Suddenly the stalks sprung to life, tearing out their roots, and dancing in the bog. They jumped down the muddy lodgings, caroling their sadistic chants, enough to send all of Gooklun fleeing into the wastelands. Unable to stomach their hideous shrieks, Gondegook and the royal family exited the swamp, leaving behind but one.

Smira gaped at the faery folk, her accidental creation. And from them, the sweetest helping stepped forward.

"Beautiful creature, a princess you must be," said he.

“And thee, a prince,” she blushed.

“Hopefully I regale the fantasy you hold dear,” he smiled. “Dillsing I am known.”

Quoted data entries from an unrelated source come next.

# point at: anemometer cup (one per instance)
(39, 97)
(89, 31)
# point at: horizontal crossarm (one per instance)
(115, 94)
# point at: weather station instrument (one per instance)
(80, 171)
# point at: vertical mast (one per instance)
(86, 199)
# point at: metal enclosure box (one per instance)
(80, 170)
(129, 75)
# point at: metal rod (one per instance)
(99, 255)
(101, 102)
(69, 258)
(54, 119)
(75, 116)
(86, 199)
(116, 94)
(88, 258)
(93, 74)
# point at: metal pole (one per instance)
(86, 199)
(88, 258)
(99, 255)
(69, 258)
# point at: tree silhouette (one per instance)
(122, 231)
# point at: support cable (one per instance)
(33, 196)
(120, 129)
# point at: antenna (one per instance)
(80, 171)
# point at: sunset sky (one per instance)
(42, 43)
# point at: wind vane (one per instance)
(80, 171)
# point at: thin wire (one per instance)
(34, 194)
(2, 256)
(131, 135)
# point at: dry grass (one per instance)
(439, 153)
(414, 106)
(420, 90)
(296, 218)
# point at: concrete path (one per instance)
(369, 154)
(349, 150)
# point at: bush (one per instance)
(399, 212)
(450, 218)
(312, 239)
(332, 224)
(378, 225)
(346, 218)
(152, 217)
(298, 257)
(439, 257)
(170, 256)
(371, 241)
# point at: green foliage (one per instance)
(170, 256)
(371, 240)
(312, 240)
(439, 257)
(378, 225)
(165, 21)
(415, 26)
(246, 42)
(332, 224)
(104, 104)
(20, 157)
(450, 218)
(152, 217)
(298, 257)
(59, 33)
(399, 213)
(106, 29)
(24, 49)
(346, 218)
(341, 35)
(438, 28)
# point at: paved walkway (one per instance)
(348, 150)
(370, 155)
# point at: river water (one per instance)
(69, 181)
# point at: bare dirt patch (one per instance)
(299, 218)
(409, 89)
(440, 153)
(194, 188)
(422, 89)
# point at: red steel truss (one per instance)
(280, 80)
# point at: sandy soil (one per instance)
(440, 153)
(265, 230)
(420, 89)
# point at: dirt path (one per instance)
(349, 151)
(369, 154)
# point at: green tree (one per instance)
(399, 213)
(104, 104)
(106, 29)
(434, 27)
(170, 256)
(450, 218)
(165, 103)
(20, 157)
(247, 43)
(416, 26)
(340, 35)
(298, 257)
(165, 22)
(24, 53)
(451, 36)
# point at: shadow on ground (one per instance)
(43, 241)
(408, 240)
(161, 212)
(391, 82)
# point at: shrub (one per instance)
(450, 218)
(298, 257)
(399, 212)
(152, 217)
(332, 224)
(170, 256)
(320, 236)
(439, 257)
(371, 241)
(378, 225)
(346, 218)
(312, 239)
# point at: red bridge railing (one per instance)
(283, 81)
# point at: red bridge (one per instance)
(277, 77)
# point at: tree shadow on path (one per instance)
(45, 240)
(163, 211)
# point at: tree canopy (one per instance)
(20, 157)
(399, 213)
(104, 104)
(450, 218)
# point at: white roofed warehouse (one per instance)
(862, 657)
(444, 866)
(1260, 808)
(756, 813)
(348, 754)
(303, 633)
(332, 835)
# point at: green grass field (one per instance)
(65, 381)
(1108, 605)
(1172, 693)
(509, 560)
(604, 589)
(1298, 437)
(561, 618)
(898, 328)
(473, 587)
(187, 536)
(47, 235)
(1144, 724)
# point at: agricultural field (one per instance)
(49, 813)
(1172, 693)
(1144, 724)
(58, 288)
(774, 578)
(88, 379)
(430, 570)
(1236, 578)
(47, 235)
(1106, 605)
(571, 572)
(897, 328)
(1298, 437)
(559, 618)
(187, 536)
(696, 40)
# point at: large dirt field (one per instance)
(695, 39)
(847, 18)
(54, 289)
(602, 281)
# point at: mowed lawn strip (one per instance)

“Dillsing.” She peered at his silver stalk. “A name meant for a king.”

“I would be honored if I could have yours.”

Awestruck, she could not move her lips nor tongue, her heart swelling larger than it had before.

Soon after, he offered his hand, and this one she accepted. And so Smira became Queen of Hollowree, the unlikely union between goblin and enchanted stalk. Though not the fairest, Smira was adored by all of Adura, her loyal subjects making her rich in more ways than she could fathom.

Yet this is not the place for words such as ‘Happy’ and ‘Ending,’ for strange things happen when you mix faeries and goblins alike.